Among people who indicated a preference in the race, Hegar was the top choice of 41%, more than three times the vote preference for state Sen. Royce West of Dallas, at 12.3%. Chris Bell, a former Houston city councilman and congressman, was in third place with support from 10.8% of voters, while Cristina Tzintzún Ramirez was fourth, with 8.3%.
The other eight candidates were led by Annie Garcia and Michael Cooper, each with 5.4%; Amanda Edwards with 5.0%; and Sema Hernandez with 4.5%
Renée Cross, senior director of the Hobby School, said the Senate race has been overshadowed by the Democratic presidential primary. And having a dozen candidates hasn’t made it easier for voters to sort out the Democratic Senate race.
“Texas Democrats were optimistic about their chances against Republican Sen. John Cornyn, especially after Beto O’Rourke came close against Ted Cruz in 2018,” she said. “But with so many candidates, it’s been hard for anyone to stand out.”

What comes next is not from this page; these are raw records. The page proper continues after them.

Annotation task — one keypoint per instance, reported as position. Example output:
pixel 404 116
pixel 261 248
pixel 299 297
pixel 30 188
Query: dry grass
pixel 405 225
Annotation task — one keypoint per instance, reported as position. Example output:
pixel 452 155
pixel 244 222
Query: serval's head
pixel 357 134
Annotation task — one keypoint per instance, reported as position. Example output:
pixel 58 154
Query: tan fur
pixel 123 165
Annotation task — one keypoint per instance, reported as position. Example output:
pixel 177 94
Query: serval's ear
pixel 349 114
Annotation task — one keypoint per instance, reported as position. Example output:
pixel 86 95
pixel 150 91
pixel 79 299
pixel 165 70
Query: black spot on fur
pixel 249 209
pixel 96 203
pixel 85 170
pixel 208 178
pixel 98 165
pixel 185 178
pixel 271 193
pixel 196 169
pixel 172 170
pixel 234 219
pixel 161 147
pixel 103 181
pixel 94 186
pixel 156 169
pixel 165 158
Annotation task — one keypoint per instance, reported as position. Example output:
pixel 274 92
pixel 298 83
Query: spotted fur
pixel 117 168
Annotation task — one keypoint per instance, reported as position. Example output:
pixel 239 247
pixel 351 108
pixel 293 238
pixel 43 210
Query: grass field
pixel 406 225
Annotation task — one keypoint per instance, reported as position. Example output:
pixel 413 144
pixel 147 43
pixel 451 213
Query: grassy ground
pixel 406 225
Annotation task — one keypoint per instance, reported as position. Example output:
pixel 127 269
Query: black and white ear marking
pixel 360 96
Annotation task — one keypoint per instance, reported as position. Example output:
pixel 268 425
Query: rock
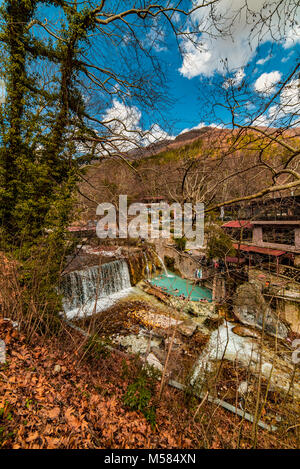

The poll, conducted between Feb. 6 and Feb. 18 among likely Democratic primary voters, found Hegar leading across all geographic areas of the state except for the border – although Bell came close in the Houston area – and across most generational, racial and ethnic groups. West drew more support from African Americans with 28.5%, compared to 18.1% for Hegar.
The full report is here, and the Hobby School landing page for their 2020 primary polling is here. I reported on their Presidential primary polling here.
I kind of hate the way they presented the data in that writeup, because it’s the result of an adjustment to the raw data that’s not clear unless you read this closely. Basically, what they did was take the initial response numbers, then recalculate them after throwing out the non-respondents. This has the effect of almost doubling everyone’s totals. They did this in the Presidential poll too, it’s just that there were just far fewer of these “don’t know/nobody” respondents, so the effect was much smaller. In the raw numbers, as you can see on that full report link, Hegar led with 22% (Table 2, page 3), followed by West at 6.6% and Bell at 5.8&, then the rest in proportionate amounts. It doesn’t change the big picture – Hegar has a significant lead, which is the same result that the UT/Trib poll got, with numbers similar to the raw totals here – it just looks funny.
To be fair, some adjustment is reasonable, because it really is the case that a non-trivial number of people who will vote in the primary will not vote in the non-Presidential races, as we discussed before. My estimate of the dropoff rate is around 25%, so if we assume everyone in the Hobby sample will vote in the Presidential race, more than half of those “don’t know/no one” respondents will still pick someone in the Senate race. You could take a crack at extrapolating from there, but honestly, I’d have just left it – and reported it – as it was. Like I said, the basic story was accurate. Why fudge around like that?
Amanda Edwards got elected in 2015 and then vanished until she decided to run for Senate ,Did someone Not tell her that 2.3 million Houstonians tend to notice when your absent from an entire 4 year term.
MJ has my vote and I look forward to her campaign against the intellectually dishonest Cornyn.
Really Like Royce West, but my feeling is her military chops will help tremendously in a statewide Texas race.